Using the old `RandomState` class, we sample from the multivariate normal:

In [4]:
test_envs(envs, 'example_normal.py', 'randomstate')

array([[ 0.097969 ,  0.4400853,  0.2609484,  0.8460852,  0.7329605,
         1.3780882, -0.7805136, -0.200187 , -0.8869034, -0.9147636],
       [ 0.097969 ,  0.8510258, -1.2944923, -1.1840146,  0.485418 ,
        -0.239079 ,  0.7711746,  0.7755532,  0.0871302,  0.6230842]])

It is obvious that there are divergent values.

### Scenario 2
Using the new `Generator` class, we sample from the multivariate normal with default arguments:

In [5]:
test_envs(envs, 'example_normal.py', 'svd')

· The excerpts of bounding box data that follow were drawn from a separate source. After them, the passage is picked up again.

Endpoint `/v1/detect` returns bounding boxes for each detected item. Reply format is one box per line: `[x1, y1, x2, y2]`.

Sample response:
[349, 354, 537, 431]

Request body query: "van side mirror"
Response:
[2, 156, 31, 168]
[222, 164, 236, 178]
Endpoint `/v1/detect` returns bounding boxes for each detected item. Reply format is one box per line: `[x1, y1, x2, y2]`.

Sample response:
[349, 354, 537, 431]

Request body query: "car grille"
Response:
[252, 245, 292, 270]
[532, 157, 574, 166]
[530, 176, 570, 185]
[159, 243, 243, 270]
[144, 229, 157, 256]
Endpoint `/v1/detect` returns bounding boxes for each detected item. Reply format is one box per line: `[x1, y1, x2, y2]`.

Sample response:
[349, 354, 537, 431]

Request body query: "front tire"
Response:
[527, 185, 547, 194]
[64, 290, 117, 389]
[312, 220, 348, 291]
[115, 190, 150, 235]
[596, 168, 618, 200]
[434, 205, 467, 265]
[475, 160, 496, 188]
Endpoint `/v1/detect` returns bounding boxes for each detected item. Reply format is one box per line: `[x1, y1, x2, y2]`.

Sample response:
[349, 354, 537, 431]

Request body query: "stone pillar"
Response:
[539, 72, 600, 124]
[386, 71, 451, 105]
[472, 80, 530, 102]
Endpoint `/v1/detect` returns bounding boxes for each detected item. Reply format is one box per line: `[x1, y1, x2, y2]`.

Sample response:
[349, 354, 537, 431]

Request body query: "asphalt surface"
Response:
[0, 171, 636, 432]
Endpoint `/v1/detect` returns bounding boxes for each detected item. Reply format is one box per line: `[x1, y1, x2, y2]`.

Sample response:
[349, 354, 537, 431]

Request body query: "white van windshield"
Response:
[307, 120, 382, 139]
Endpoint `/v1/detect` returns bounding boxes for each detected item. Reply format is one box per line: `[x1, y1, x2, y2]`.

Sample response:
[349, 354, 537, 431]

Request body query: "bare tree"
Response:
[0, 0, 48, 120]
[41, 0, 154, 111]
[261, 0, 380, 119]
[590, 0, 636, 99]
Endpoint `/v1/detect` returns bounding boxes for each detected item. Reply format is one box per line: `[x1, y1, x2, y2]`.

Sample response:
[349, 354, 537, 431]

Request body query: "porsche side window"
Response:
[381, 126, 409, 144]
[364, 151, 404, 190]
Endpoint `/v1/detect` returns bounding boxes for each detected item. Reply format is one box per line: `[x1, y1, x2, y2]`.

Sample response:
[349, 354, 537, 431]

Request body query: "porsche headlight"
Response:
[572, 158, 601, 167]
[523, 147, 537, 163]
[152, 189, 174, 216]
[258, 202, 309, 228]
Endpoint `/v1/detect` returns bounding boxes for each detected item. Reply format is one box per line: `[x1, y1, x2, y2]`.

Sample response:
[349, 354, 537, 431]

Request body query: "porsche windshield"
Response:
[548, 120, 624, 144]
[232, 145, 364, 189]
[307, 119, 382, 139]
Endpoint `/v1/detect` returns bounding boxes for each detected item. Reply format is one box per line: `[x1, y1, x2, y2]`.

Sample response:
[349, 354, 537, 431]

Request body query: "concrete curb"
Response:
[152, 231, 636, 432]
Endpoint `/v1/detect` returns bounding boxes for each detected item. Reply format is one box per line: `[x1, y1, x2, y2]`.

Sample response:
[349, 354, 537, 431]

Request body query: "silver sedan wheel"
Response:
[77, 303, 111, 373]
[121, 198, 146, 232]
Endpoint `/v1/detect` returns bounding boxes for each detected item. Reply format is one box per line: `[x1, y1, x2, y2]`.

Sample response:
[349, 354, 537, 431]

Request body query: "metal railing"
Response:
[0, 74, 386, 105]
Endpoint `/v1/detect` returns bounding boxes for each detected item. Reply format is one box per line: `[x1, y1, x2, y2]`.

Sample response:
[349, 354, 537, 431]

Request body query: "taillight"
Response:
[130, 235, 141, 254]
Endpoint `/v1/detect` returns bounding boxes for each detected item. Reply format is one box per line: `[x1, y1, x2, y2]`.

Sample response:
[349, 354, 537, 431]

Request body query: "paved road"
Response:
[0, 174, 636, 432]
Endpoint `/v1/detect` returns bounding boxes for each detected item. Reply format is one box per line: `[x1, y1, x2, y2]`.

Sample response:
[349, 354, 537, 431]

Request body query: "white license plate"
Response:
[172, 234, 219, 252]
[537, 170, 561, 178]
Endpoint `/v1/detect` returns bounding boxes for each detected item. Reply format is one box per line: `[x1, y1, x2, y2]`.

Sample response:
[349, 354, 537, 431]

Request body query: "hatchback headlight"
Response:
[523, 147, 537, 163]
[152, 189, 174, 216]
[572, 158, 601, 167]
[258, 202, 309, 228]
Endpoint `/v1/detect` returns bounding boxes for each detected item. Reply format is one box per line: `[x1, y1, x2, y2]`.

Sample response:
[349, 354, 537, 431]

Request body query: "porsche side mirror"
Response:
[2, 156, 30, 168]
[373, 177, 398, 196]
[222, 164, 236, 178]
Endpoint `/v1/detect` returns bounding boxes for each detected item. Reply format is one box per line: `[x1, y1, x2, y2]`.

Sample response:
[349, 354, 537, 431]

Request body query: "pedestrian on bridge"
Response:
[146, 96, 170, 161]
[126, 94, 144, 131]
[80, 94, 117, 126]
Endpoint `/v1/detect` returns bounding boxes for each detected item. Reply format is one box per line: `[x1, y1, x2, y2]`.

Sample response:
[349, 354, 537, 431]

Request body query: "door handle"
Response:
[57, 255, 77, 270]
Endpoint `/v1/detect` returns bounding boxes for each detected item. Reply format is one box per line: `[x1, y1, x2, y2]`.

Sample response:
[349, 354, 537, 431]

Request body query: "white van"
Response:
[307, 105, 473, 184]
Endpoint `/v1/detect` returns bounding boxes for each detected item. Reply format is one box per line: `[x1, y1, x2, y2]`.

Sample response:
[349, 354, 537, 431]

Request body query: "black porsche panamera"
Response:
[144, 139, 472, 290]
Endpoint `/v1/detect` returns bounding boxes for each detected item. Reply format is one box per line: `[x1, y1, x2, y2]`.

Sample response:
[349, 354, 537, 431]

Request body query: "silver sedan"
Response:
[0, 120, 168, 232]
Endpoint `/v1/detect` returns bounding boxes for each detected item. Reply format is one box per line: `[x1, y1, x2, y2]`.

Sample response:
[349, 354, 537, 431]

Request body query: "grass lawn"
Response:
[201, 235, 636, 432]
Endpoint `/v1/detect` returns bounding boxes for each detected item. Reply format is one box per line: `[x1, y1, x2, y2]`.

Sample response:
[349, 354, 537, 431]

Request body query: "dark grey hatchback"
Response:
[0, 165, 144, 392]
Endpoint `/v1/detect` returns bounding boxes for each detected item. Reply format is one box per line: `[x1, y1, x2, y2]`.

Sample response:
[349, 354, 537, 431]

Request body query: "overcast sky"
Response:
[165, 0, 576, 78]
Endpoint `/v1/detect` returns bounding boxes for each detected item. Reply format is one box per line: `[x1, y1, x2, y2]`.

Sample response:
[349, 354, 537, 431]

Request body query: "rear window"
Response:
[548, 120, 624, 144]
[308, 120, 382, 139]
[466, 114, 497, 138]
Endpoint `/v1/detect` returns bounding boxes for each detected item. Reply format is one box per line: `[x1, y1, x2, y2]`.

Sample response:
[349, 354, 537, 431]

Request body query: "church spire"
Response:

array([[ 1.5067828,  1.7385225, -0.5997608,  0.530395 ,  0.0854511,
         1.8629863,  1.8233736,  2.8039635,  1.5785772,  1.2154195],
       [ 1.5067828,  1.8202132,  1.6301911,  1.1709111,  1.9955093,
         2.3661913,  1.8158426,  0.596513 , -1.0887922,  0.7323486]])

Again, it is obvious that there are divergent values.

### Scenario 3
Using the new `Generator` class with the Cholesky decomposition method, we sample from the multivariate normal:

In [6]:
test_envs(envs, 'example_normal.py', 'cholesky')

array([[ 0.5895108,  2.7756236, -1.0727797, -0.072917 ,  0.8692535,
         1.2042482,  1.3048694,  0.9933494,  0.4586954,  1.102799 ]])

Cholesky decomposition gives us deterministic samples across all environments.